11 .Prestigious Fellowships

The Office of Prestigious Fellowships is one of the most active, if low-profile services on campus. On their own, even the highest-achieving students would have a hard time earning  elite opportunities like the Fulbright or the Jack Kent Cook Scholarships. However Jonathan Kezel and Mary Shelley at the Prestigious Fellowships Office have a superb record of advising and coaching students to succeed with elite awards.

12.Other student services

Finally, additional advice is offered by a variety offices and organizations: Community Service, Service Learning, Campus Ministry, Study Abroad, FUEL, Urban Plunge and Global Outreach.

We understand that students are busy with course work, but it is a mistake to focus on classes exclusively, since Fordham’s co-curricular resources can actually lighten your load and enriching your future careers.
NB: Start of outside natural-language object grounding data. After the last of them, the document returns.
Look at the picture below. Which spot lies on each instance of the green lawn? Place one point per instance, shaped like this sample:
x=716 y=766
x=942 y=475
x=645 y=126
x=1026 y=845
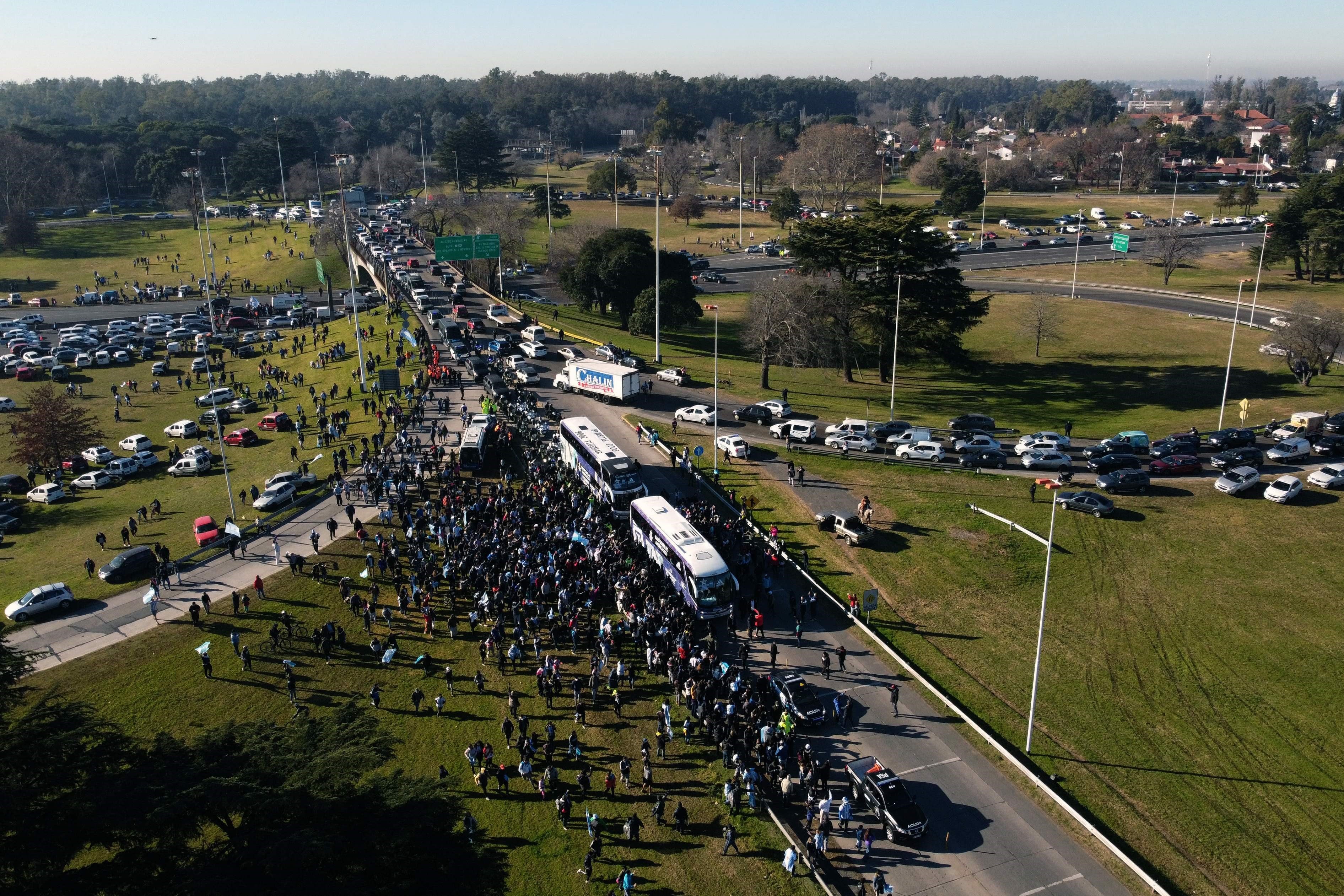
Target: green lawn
x=55 y=539
x=1187 y=698
x=152 y=683
x=72 y=253
x=1117 y=368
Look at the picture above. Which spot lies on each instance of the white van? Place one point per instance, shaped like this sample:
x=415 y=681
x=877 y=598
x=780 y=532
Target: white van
x=194 y=465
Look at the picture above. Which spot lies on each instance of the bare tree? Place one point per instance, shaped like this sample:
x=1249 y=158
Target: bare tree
x=1171 y=249
x=1041 y=320
x=1313 y=339
x=832 y=163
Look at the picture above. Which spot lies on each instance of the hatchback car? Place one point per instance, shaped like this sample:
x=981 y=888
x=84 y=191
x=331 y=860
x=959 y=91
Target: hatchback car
x=1086 y=503
x=41 y=600
x=757 y=414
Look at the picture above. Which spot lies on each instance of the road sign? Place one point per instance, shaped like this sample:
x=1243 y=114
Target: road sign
x=460 y=249
x=870 y=601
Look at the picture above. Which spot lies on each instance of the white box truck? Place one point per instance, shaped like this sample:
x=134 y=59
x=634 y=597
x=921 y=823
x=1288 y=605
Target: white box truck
x=599 y=379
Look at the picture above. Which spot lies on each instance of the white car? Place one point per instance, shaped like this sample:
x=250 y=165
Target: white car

The Jesuits call it “Cura Personalis,” concern for the whole person—mind, body and spirit. It is an old concept, but one that distinguishes Fordham from bare-bones schools offering only coursework. As the Jesuits’ favorite Book tells us, “Without guidance we fail, but in a multitude of advisors, there is wisdom” (Proverbs 11:14). Fordham is blessed with such a multitude, and it is the wise student who takes full advantage of these advisors.


Professor of psychology Harold Takooshian, PhD, has worked nationally to plan co-curricular activities with the American Psychological Association and Psi Chi, the national honor society for psychology.

Marion Viray, MA, has designed co-curricular programs with many universities—NYU, LaGuardia, Pace, Touro—before his current position as associate director for Career Services at Fordham-LC.